Dion memilih pergi dari pada dia mendengar teriakan Luna untuk kedua kalinya. Dia melangkah cepat dengan hati yang lebih lega.
Bagaimana tidak lega, apa yang dikatakan Luna dulu benar adanya. Dia memang tidak pernah tidur dengan Luna, sehingga tidak akan mungkin kalau dia akan punya anak dengan wanita yang pernah menjadi istrinya itu.
“Bego banget aku. Kenapa aku bisa mikir kalo itu anak aku. Tidur bareng aja gak pernah,” gumam Dion yang kini bisa melangkah dengan kaki ringan.
Luna yang melihat punggung Dion kian menjauh masih saja mengumpati pria itu. Entah pertumbuhan macam apa yang dilakukan Dion selama ini, sampai dia bertemu lagi dengan Dion yang sangat menyebalkan.
“Kurang ajar banget tu orang. Berani banget dia nyelidikin aku. Awas aja ya kalo dia sampe bikin masalah di hidup aku, aku bakalan bikin perhitungan sama dia!” geram Luna sambil mencengkeram pegangan keranjang belanjanya.
Setelah Dion menghilang, Luna kembali melanjutkan acara belanjanya. Dia membeli buah dan juga roti untuk stok di kamar kosnya.
Luna memang sering memberikan keponakannya itu camilan dan mainan, meski kakak dan kakak iparnya sering memarahinya. Dia bahkan membeli s**u, untuk berjaga saat keponakannya main ke rumah kosnya.
Setelah selesai berbelanja, Luna segera menuju ke kasir. Dia melihat Dion dan Irwan yang entah dari mana munculnya, ada di salah satu kasir. Demi kenyamanan, Luna memilih kasir lainnya.
Dion yang melihat ada Luna di salah satu kasir, hanya melihat saja ke arah wanita itu. Dia menatap Luna dari samping tanpa berkedip.
Luna sesekali menarik rambutnya ke belakang telinga saat dia mengeluarkan barang-barang dari dalam keranjang. Tentu saja itu akan membuat wajah Luna kian terekspos dan dinikmati oleh Dion.
“Sejak kapan dia jadi cantik begitu. Kayaknya dulu dia gak gitu deh,” ucap Dion mengagumi kecantikan Luna.
Dion tersenyum tipis melihat Luna. Dia sepertinya telah larut dalam pesona Luna yang selama hidup bersama tidak pernah dia sadari.
“Pake ini aja,” ucap Dion yang tiba-tiba mengulurkan kartu kreditnya ke kasir yang melayani Luna.
Luna menoleh ke arah Dion. “Apa lagi ini?” tanya Luna datar.
“Gak ada. Cuma mau bayarin kamu aja. Kasihan.”
Luna mengerutkan keningnya, tidak suka dengan ucapan Dion. “Kasihan?”
Dion menyeringai penuh ledekan. “Iya. Kasihan. Kan kamu bulan depan belum tentu bakalan terima gaji apa enggak. Jadi, saya mau bayarin belanjaan kamu.”
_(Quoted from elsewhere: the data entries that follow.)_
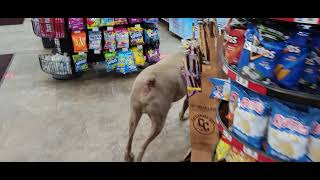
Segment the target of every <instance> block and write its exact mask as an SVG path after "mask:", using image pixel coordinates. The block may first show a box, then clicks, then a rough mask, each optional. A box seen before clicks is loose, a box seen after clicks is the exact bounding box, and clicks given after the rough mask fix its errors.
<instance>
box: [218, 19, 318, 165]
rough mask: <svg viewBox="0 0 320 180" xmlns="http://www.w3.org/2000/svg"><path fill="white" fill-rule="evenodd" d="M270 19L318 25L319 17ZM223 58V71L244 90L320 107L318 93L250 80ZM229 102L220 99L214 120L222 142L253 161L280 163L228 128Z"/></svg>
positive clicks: (257, 80) (277, 159)
mask: <svg viewBox="0 0 320 180" xmlns="http://www.w3.org/2000/svg"><path fill="white" fill-rule="evenodd" d="M271 20H274V21H278V22H282V23H288V22H289V23H301V24H306V25H311V26H317V25H320V18H271ZM220 59H221V61H222V70H223V72H224V73H225V74H226V75H227V76H228V78H229V79H230V80H233V81H234V82H236V83H238V84H240V85H241V86H243V87H245V88H246V89H250V90H252V91H254V92H256V93H258V94H260V95H264V96H268V97H272V98H276V99H280V100H282V101H285V102H289V103H295V104H299V105H307V106H313V107H316V108H320V95H319V94H316V93H312V92H311V93H310V92H309V91H308V92H301V91H298V90H290V89H285V88H281V87H279V86H277V85H275V84H272V83H271V84H268V83H265V82H262V81H258V80H254V79H251V78H250V77H249V76H248V75H244V74H242V73H240V72H239V71H238V70H237V68H236V66H234V65H229V64H228V63H227V60H226V58H225V56H224V54H223V55H222V56H221V57H220ZM228 111H229V110H228V103H227V102H226V101H221V103H220V104H219V106H218V107H217V109H216V112H217V113H216V123H217V126H218V129H219V132H220V136H221V138H223V141H224V142H225V143H227V144H229V145H230V147H232V148H236V149H237V150H238V152H241V153H243V154H245V155H246V156H248V157H250V158H252V159H254V161H256V162H281V161H282V160H280V159H278V158H276V157H273V156H272V157H271V156H270V155H268V154H266V152H264V151H262V150H259V149H257V148H255V147H253V146H251V145H249V144H248V143H246V142H244V141H243V140H241V139H239V138H238V137H236V136H235V135H234V134H233V133H232V132H231V131H230V130H229V129H228V128H227V125H226V124H227V120H226V118H225V117H226V115H227V113H228Z"/></svg>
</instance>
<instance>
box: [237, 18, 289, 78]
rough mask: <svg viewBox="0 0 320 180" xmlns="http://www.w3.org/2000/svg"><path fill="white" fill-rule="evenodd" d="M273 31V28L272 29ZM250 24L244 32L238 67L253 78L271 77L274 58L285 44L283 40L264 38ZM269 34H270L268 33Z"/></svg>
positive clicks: (279, 56)
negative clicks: (272, 28)
mask: <svg viewBox="0 0 320 180" xmlns="http://www.w3.org/2000/svg"><path fill="white" fill-rule="evenodd" d="M274 31H275V30H274ZM267 32H268V31H266V33H265V34H264V37H263V36H262V35H261V33H260V32H259V31H258V30H257V28H256V27H255V26H253V25H252V24H249V25H248V29H247V31H246V33H245V43H244V48H243V50H242V52H241V55H240V59H239V62H238V69H239V70H240V71H241V73H243V74H247V75H248V76H249V77H250V78H251V79H254V80H266V79H269V80H271V79H273V77H274V72H273V70H274V68H275V66H276V63H277V62H276V60H277V59H278V58H279V57H280V55H281V52H282V50H283V48H284V46H285V43H284V41H282V39H281V40H279V41H277V40H278V39H277V40H274V39H272V38H265V36H267V35H269V34H268V33H267ZM270 36H271V35H270Z"/></svg>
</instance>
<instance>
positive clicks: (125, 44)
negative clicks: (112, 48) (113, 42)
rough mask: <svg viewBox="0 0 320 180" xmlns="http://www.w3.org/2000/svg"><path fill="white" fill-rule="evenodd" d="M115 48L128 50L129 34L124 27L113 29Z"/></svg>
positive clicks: (128, 45)
mask: <svg viewBox="0 0 320 180" xmlns="http://www.w3.org/2000/svg"><path fill="white" fill-rule="evenodd" d="M114 31H115V33H116V42H117V48H118V49H120V48H129V32H128V30H127V29H126V28H125V27H118V28H115V30H114Z"/></svg>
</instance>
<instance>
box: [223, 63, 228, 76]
mask: <svg viewBox="0 0 320 180" xmlns="http://www.w3.org/2000/svg"><path fill="white" fill-rule="evenodd" d="M222 70H223V72H224V73H226V74H228V68H227V66H225V65H223V66H222Z"/></svg>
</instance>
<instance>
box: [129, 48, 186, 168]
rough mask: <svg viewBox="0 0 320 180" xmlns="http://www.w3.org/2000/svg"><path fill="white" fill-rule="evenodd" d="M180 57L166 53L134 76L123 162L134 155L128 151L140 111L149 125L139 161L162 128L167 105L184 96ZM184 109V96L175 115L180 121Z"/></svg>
mask: <svg viewBox="0 0 320 180" xmlns="http://www.w3.org/2000/svg"><path fill="white" fill-rule="evenodd" d="M184 58H185V55H184V54H183V53H182V52H181V53H177V54H174V55H171V56H168V57H167V58H165V59H163V60H161V61H159V62H158V63H157V64H154V65H151V66H149V67H147V68H146V69H144V70H143V71H142V72H141V73H140V74H139V75H138V76H137V78H136V80H135V82H134V84H133V87H132V91H131V99H130V100H131V102H130V109H131V110H130V111H131V112H130V124H129V139H128V144H127V147H126V153H125V160H126V161H129V162H131V161H134V155H133V153H132V152H131V146H132V140H133V136H134V132H135V129H136V127H137V125H138V123H139V120H140V118H141V116H142V114H143V113H146V114H148V116H149V118H150V119H151V123H152V126H151V133H150V135H149V137H148V138H147V140H146V141H145V143H144V144H143V146H142V147H141V150H140V153H139V156H138V159H137V161H139V162H140V161H142V157H143V155H144V152H145V150H146V148H147V146H148V145H149V144H150V142H152V141H153V140H154V139H155V138H156V137H157V136H158V135H159V134H160V132H161V130H162V129H163V126H164V124H165V121H166V117H167V114H168V111H169V109H170V107H171V104H172V103H173V102H176V101H178V100H180V99H181V98H183V97H184V96H185V95H186V93H187V83H186V81H185V79H184V77H183V75H182V71H181V69H182V67H183V59H184ZM187 108H188V98H186V100H185V101H184V104H183V108H182V111H181V112H180V114H179V118H180V120H183V116H184V113H185V111H186V110H187Z"/></svg>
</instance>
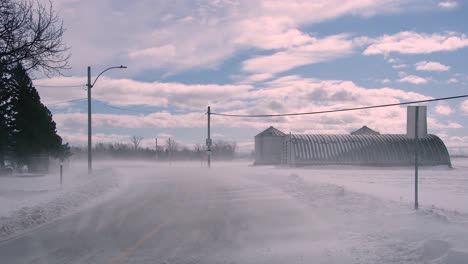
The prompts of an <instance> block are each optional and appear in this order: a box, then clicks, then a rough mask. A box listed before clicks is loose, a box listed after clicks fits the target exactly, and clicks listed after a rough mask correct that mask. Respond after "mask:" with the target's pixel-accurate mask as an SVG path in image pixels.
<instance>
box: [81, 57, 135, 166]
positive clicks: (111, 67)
mask: <svg viewBox="0 0 468 264" xmlns="http://www.w3.org/2000/svg"><path fill="white" fill-rule="evenodd" d="M126 68H127V66H123V65H120V66H114V67H109V68H107V69H105V70H103V71H102V72H101V73H99V74H98V76H97V77H96V79H94V82H93V83H91V67H90V66H88V82H87V83H86V86H87V87H88V174H91V173H92V172H93V164H92V162H93V159H92V146H93V144H92V143H91V139H92V131H91V88H93V87H94V84H95V83H96V81H97V80H98V79H99V77H100V76H101V75H102V74H103V73H105V72H106V71H108V70H112V69H126Z"/></svg>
“Kampret!” umpat Luna dalam hati.
Luna menganggukkan kepalanya. “Ok! Saya terima!” Secepat kilat Luna mengambil kartu yang ada di tangan Dion.
“Kartu ini akan jadi milik saya, sampai saya terima gaji. Makasih, Pak Dion,” jawab Luna dengan senyum lebar.
Seringai di wajah Dion menghilang dan langsung diganti dengan wajah serius penuh amarah. “Dasar gak tau diri!” gerutu Dion kesal yang kemudian segera pergi meninggalkan Luna.
Luna hanya tertawa melihat Dion yang pergi meninggalkannya begitu saja bersama Irwan. “Anggep aja ini nafkah yang harusnya kamu kasih ke aku dulu. Ok!” ucap Luna pelan.